One of the more controversial aspects of Steve Jobs’ personal life was his apparent aversion to donating to public charities. In fact, some have even tried to rationalize his behavior by suggesting (hoping?) he may have really given privately. This discussion, and the presumption that Jobs should have been giving to public charities even if he wasn’t, suggests a real disconnect between our understanding of wealth creation, poverty, and charitable giving.
Close associates of Jobs say that he didn’t give to public charities, believing his wealth was better directed at building Apple and transforming the world with better products than giving it away. It’s important to remember that the lions share of public charities are principally focused on redistributing wealth, not creating it. Their activities are focused on spending and consumption, not innovation or productive activities that generate income.
So, here’s the connection that’s missing from most of the debate: As long as Jobs’s personal billions of dollars remained locked in Apple’s stock, his wealth represented capital that could be leveraged to develop, build, and launch new products that could change the world. If he had given it away to charities, that wealth would no longer be available for real wealth creation. While much of it would still be invested in investment markets by charities, these investments would most likely be “safe” investments, not the cutting edge technologies spurred by entrepreneurial vision that inherently carry a lot of risk and uncertainty.

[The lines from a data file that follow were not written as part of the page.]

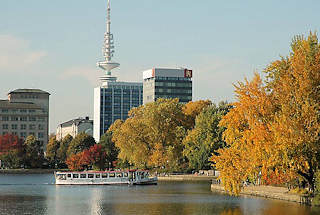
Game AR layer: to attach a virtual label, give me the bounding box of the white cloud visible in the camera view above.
[192,56,253,102]
[0,34,47,72]
[59,66,103,86]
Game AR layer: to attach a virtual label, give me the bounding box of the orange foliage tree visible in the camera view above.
[182,100,212,129]
[212,33,320,194]
[66,152,86,171]
[0,134,24,168]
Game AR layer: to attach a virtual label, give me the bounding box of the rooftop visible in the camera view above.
[59,117,93,126]
[0,100,42,109]
[8,89,50,95]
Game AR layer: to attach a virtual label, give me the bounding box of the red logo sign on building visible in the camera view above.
[184,69,192,78]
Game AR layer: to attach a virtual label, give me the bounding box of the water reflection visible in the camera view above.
[0,175,320,215]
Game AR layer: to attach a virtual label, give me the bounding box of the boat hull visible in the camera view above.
[55,171,158,185]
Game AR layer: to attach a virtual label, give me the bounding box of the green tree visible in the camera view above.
[109,99,186,169]
[57,134,73,167]
[182,100,212,129]
[67,132,96,157]
[183,102,230,170]
[212,33,320,194]
[24,135,44,168]
[46,136,60,167]
[99,132,119,168]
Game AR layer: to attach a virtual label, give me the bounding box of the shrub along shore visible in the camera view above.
[211,184,310,204]
[0,169,61,174]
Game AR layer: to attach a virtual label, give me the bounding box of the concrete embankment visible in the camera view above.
[0,169,56,174]
[158,175,217,181]
[211,184,308,204]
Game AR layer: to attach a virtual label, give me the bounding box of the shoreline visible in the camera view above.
[211,184,310,204]
[0,169,58,175]
[158,174,217,182]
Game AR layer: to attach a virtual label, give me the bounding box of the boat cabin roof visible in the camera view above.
[56,169,149,174]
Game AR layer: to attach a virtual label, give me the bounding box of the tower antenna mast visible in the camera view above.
[97,0,120,81]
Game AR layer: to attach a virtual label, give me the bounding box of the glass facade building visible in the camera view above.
[93,81,143,141]
[143,68,192,104]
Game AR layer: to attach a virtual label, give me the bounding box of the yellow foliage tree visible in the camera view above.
[182,100,212,129]
[212,33,320,194]
[110,99,185,169]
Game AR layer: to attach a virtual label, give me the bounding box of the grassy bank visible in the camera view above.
[211,184,309,204]
[0,169,57,174]
[158,174,216,181]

Steve Jobs was spectacularly successful at what he accomplished in the wealth creating world (particularly later in his life). He was living the Chinese proverb: “Give a man a fish, he eats for a day; teach a man to fish, he eats for a lifetime.” As of September 2010, Apple, Inc. employed 46,600 people world wide. Those people, and the millions of others inspired by him, were taught to fish by Steve Jobs.
That may be Steve Jobs greatest charitable contibution to the world.